New reports out today from Crunchbase Inc. and PitchBook-NVCA Venture Monitor reveal that global venture capital rebounded sharply in the first quarter of 2025, posting its strongest performance since mid-2022.
However, both datasets point to a growing division in the startup ecosystem where a small set of companies and sectors, particularly artificial intelligence, are capturing an outsized share of investment.
According to Crunchbase, total global startup funding reached $113 billion in the first quarter, up 17% from the previous quarter and an impressive 54% year-over-year. Though the headline figure is positive, the number was slanted by one single deal: OpenAI’s $40 billion round on a $300 billion valuation announced on March 31.
The OpenAI deal represented more than half of U.S. venture capital funding and a third of the global total. AI funding as a whole hit $59.6 billion, or 53% of global VC activity in the first quarter.
According to PitchBook, 77% of U.S. deal value went to AI, largely thanks to OpenAI. In the words of Kyle Stanford, director of U.S. Venture Research at PitchBook, the U.S. market “has become very bifurcated between a handful of companies able to raise an endless amount of money and the rest of the market that continues to struggle through a capital shortage.” Even without the OpenAI round, AI still captured 48.5% of the total invested in the quarter and one-third of completed deals.

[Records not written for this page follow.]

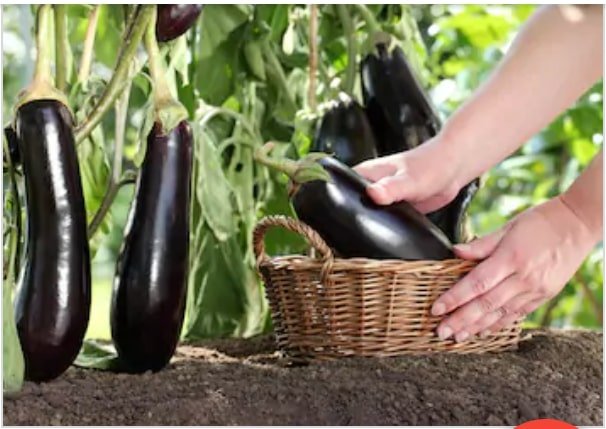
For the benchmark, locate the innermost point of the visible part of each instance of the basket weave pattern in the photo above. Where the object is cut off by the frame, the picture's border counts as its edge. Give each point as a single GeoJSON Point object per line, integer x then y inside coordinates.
{"type": "Point", "coordinates": [325, 307]}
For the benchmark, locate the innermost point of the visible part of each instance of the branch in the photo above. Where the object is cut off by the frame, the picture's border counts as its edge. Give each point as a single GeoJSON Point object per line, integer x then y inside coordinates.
{"type": "Point", "coordinates": [348, 27]}
{"type": "Point", "coordinates": [313, 56]}
{"type": "Point", "coordinates": [61, 46]}
{"type": "Point", "coordinates": [89, 43]}
{"type": "Point", "coordinates": [120, 76]}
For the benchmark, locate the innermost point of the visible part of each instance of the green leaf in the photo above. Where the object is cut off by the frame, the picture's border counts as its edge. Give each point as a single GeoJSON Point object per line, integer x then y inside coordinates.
{"type": "Point", "coordinates": [218, 21]}
{"type": "Point", "coordinates": [584, 150]}
{"type": "Point", "coordinates": [212, 189]}
{"type": "Point", "coordinates": [254, 59]}
{"type": "Point", "coordinates": [98, 355]}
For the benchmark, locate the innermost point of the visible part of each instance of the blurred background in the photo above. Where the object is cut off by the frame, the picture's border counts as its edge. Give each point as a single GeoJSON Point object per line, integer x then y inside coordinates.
{"type": "Point", "coordinates": [254, 60]}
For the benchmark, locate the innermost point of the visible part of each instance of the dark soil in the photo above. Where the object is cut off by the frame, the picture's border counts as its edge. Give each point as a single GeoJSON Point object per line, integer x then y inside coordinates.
{"type": "Point", "coordinates": [555, 374]}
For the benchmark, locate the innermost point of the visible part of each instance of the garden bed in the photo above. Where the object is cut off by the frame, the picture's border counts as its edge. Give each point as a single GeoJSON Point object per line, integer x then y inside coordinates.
{"type": "Point", "coordinates": [555, 374]}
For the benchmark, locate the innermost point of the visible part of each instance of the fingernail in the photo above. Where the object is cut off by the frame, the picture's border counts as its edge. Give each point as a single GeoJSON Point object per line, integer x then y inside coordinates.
{"type": "Point", "coordinates": [461, 247]}
{"type": "Point", "coordinates": [462, 336]}
{"type": "Point", "coordinates": [444, 333]}
{"type": "Point", "coordinates": [438, 309]}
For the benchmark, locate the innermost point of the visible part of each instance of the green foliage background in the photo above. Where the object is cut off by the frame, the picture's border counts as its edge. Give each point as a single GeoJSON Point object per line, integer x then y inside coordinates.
{"type": "Point", "coordinates": [243, 73]}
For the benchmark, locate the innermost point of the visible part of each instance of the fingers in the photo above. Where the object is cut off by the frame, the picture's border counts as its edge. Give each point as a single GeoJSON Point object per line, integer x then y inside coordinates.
{"type": "Point", "coordinates": [528, 306]}
{"type": "Point", "coordinates": [479, 281]}
{"type": "Point", "coordinates": [391, 189]}
{"type": "Point", "coordinates": [506, 312]}
{"type": "Point", "coordinates": [376, 169]}
{"type": "Point", "coordinates": [482, 247]}
{"type": "Point", "coordinates": [485, 310]}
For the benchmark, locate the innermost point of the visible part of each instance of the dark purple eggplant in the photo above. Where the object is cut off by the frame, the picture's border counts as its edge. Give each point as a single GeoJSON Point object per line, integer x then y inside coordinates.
{"type": "Point", "coordinates": [402, 117]}
{"type": "Point", "coordinates": [345, 132]}
{"type": "Point", "coordinates": [398, 108]}
{"type": "Point", "coordinates": [54, 291]}
{"type": "Point", "coordinates": [354, 226]}
{"type": "Point", "coordinates": [148, 300]}
{"type": "Point", "coordinates": [175, 19]}
{"type": "Point", "coordinates": [13, 146]}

The surge in AI funding also contributed to a dramatic uptick in late-stage deals, which reached $81 billion in the first quarter, according to Crunchbase. Late-stage deals were up 30% from the fourth quarter of 2024 and 147% year-over-year. Conversely, early-stage funding declined slightly to $24 billion, while seed-stage investments dropped 14% year-over-year, to $7.2 billion — a sign that while capital is flowing freely to established players, newer startups are finding it harder to secure backing.

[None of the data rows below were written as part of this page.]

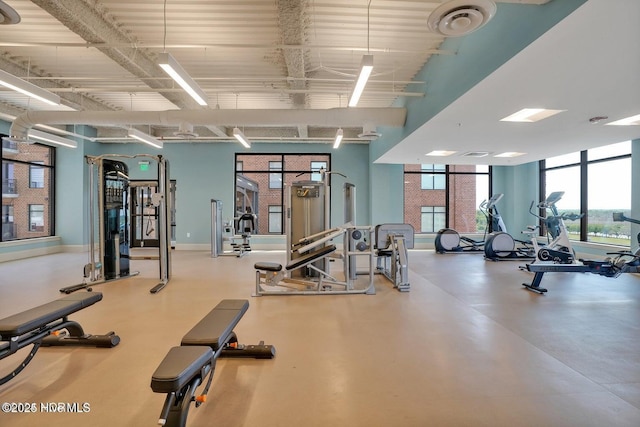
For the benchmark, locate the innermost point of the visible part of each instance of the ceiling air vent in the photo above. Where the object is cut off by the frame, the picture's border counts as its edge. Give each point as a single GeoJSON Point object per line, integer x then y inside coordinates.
{"type": "Point", "coordinates": [369, 132]}
{"type": "Point", "coordinates": [185, 130]}
{"type": "Point", "coordinates": [476, 154]}
{"type": "Point", "coordinates": [460, 17]}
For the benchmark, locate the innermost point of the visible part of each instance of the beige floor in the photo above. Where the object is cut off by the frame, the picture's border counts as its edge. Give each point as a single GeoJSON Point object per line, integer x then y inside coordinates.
{"type": "Point", "coordinates": [468, 346]}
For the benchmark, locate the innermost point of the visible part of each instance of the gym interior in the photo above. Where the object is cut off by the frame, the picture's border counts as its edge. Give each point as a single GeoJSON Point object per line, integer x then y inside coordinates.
{"type": "Point", "coordinates": [440, 339]}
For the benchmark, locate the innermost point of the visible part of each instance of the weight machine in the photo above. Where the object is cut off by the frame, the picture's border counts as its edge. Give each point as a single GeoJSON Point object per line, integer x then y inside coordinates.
{"type": "Point", "coordinates": [110, 194]}
{"type": "Point", "coordinates": [310, 245]}
{"type": "Point", "coordinates": [392, 242]}
{"type": "Point", "coordinates": [221, 233]}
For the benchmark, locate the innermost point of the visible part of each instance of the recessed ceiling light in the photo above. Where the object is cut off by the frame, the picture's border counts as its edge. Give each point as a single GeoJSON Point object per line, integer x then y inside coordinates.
{"type": "Point", "coordinates": [440, 153]}
{"type": "Point", "coordinates": [629, 121]}
{"type": "Point", "coordinates": [530, 115]}
{"type": "Point", "coordinates": [510, 154]}
{"type": "Point", "coordinates": [476, 154]}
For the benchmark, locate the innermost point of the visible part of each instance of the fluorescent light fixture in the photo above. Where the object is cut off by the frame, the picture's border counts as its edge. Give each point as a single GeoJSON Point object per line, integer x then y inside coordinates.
{"type": "Point", "coordinates": [237, 133]}
{"type": "Point", "coordinates": [530, 115]}
{"type": "Point", "coordinates": [338, 139]}
{"type": "Point", "coordinates": [366, 67]}
{"type": "Point", "coordinates": [177, 73]}
{"type": "Point", "coordinates": [54, 139]}
{"type": "Point", "coordinates": [476, 154]}
{"type": "Point", "coordinates": [143, 137]}
{"type": "Point", "coordinates": [440, 153]}
{"type": "Point", "coordinates": [29, 89]}
{"type": "Point", "coordinates": [629, 121]}
{"type": "Point", "coordinates": [510, 154]}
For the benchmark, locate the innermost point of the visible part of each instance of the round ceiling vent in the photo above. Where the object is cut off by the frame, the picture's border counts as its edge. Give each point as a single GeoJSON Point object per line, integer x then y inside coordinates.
{"type": "Point", "coordinates": [460, 17]}
{"type": "Point", "coordinates": [185, 130]}
{"type": "Point", "coordinates": [8, 15]}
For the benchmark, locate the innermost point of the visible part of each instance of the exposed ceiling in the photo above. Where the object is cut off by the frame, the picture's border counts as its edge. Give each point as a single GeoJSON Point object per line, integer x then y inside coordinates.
{"type": "Point", "coordinates": [588, 65]}
{"type": "Point", "coordinates": [282, 70]}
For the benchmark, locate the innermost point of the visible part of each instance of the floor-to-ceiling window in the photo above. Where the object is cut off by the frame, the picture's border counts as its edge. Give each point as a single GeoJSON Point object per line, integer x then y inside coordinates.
{"type": "Point", "coordinates": [597, 183]}
{"type": "Point", "coordinates": [438, 196]}
{"type": "Point", "coordinates": [27, 190]}
{"type": "Point", "coordinates": [262, 178]}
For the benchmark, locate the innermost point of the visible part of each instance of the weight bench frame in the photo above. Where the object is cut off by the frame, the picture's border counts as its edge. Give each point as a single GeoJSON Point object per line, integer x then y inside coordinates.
{"type": "Point", "coordinates": [186, 367]}
{"type": "Point", "coordinates": [43, 326]}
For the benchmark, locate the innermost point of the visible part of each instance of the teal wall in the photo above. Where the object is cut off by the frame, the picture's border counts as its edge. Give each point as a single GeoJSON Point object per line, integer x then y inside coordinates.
{"type": "Point", "coordinates": [205, 171]}
{"type": "Point", "coordinates": [448, 76]}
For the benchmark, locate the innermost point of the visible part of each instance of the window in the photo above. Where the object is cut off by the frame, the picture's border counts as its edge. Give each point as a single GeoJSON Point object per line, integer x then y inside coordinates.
{"type": "Point", "coordinates": [36, 217]}
{"type": "Point", "coordinates": [433, 177]}
{"type": "Point", "coordinates": [433, 218]}
{"type": "Point", "coordinates": [27, 192]}
{"type": "Point", "coordinates": [263, 180]}
{"type": "Point", "coordinates": [595, 183]}
{"type": "Point", "coordinates": [275, 219]}
{"type": "Point", "coordinates": [440, 196]}
{"type": "Point", "coordinates": [8, 226]}
{"type": "Point", "coordinates": [36, 175]}
{"type": "Point", "coordinates": [275, 179]}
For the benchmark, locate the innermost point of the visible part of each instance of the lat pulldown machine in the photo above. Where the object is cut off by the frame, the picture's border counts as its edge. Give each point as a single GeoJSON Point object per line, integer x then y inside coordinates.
{"type": "Point", "coordinates": [110, 194]}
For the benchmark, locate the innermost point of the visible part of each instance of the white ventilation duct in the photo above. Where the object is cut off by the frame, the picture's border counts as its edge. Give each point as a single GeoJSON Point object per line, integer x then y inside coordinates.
{"type": "Point", "coordinates": [457, 18]}
{"type": "Point", "coordinates": [335, 117]}
{"type": "Point", "coordinates": [8, 15]}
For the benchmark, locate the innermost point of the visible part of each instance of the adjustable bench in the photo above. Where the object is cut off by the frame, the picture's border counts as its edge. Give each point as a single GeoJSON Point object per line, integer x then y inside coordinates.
{"type": "Point", "coordinates": [185, 367]}
{"type": "Point", "coordinates": [42, 325]}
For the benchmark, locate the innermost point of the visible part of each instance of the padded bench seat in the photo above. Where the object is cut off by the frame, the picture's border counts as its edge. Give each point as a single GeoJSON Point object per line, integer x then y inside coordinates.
{"type": "Point", "coordinates": [38, 317]}
{"type": "Point", "coordinates": [180, 366]}
{"type": "Point", "coordinates": [216, 327]}
{"type": "Point", "coordinates": [310, 257]}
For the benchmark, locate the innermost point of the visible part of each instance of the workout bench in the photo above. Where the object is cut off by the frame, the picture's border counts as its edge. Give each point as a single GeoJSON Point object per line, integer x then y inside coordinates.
{"type": "Point", "coordinates": [184, 368]}
{"type": "Point", "coordinates": [42, 326]}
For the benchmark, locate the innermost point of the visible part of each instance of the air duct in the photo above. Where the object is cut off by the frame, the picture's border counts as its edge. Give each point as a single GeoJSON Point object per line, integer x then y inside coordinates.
{"type": "Point", "coordinates": [335, 117]}
{"type": "Point", "coordinates": [457, 18]}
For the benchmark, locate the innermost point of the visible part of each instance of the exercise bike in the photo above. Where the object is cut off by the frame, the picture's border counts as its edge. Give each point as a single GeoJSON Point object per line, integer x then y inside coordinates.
{"type": "Point", "coordinates": [558, 248]}
{"type": "Point", "coordinates": [449, 240]}
{"type": "Point", "coordinates": [500, 245]}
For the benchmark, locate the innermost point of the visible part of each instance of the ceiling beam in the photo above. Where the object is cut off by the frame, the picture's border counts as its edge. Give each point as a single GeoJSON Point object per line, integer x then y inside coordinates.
{"type": "Point", "coordinates": [89, 20]}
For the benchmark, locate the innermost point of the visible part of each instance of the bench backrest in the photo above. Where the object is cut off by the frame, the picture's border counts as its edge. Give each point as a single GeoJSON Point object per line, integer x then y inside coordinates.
{"type": "Point", "coordinates": [37, 317]}
{"type": "Point", "coordinates": [215, 328]}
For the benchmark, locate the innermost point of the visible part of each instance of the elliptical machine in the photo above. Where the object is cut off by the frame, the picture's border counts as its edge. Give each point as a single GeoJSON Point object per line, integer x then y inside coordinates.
{"type": "Point", "coordinates": [449, 240]}
{"type": "Point", "coordinates": [558, 249]}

The concentration of capital wasn’t limited to AI. The Crunchbase report notes that healthcare and biotech were the second-largest sector, with $18 billion in funding, followed by financial services at $10.8 billion.
Geographic disparities are also shown in both reports. The Crunchbase data showed that U.S.-based companies attracted $80 billion of global VC funding, roughly 71% of the total. Of that, the San Francisco Bay Area alone accounted for $55 billion, making up 69% of all U.S. deal flow and nearly half of global funding. By comparison, PitchBook reported that venture capital in the Asia-Pacific region remained subdued, with fewer deals but larger average check sizes, most notably Binance’s $2 billion round in March.
Exit activity in the quarter showed a similar concentration at the top as venture capital funding. Crunchbase reported that the first quarter was the strongest merger and acquisition quarter for startups since 2021, with $71 billion in exit value and 12 acquisitions exceeding $1 billion. Google LLC’s pending $32 billion acquisition of cybersecurity firm Wiz Inc. could become the largest acquisition of a venture-backed private company in history if finalized.
Though the headline figures lok strong, there are possibly dark clouds ahead given declining commitments to VC funds. PitchBook estimates that there was $10 billion in new U.S. VC commitments secured during the quarter, the lowest fundraising pace since 2016. PitchBook argues the lack of liquidity from exits is deterring limited partners from making new commitments, placing additional stress on emerging managers and smaller funds, particularly outside the U.S.